All right, everybody, we're wrapping up session number one. It's been great to have you today. I'm going to give you your assignment for Tuesday. Remember, we are recording this. We will be posting it in useful tools. We need about two weeks to get these up because you have to, from a technical point of view, they have to be formatted for streaming. We'll try to do it sooner, okay? If you're a subscriber to Zuku Review, you'll always be finding these in the videos. So here's your assignment for Tuesday. Quick and dirty, just sketch out what you think a study plan for you might look like between now and November, okay? And it doesn't have to be very complicated, but just in a rough way. We'll be talking more about this later. Number two, try to do a quick review of bovine DAs, and I'm going to post something in the chat box for you guys to go look at, okay. And then finally, your tune-up topic for Tuesday will be pregnancy toxemia in sheep and goats. This is a very important condition.
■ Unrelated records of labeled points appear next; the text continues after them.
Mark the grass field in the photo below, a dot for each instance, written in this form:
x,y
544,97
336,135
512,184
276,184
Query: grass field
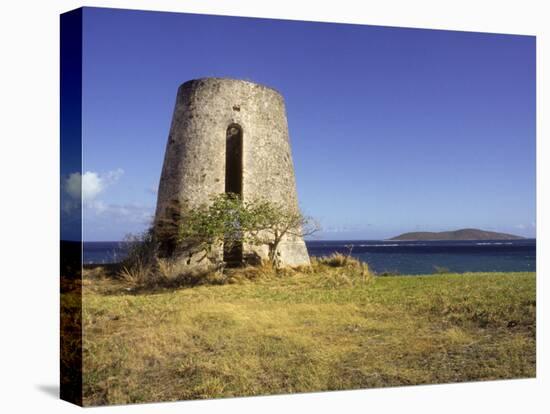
x,y
300,332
Which in some ways has some parallels with what we just learned about bovine DAs, these peripartum disease processes of production animals. When I talk about a tune-up, I want you to tune up on three big things. Can I describe a classic case? What's my test of choice if there is one? How do I treat it? Where do you start? Go to the Merck manual. You can trust it, it's reliable. This is not something where you want to ask chat GPT, okay? Clinical medicine is a little more complicated than that. Do the work, do your homework. This doesn't have to take long. All three of these things together might take you 15, 20 minutes max.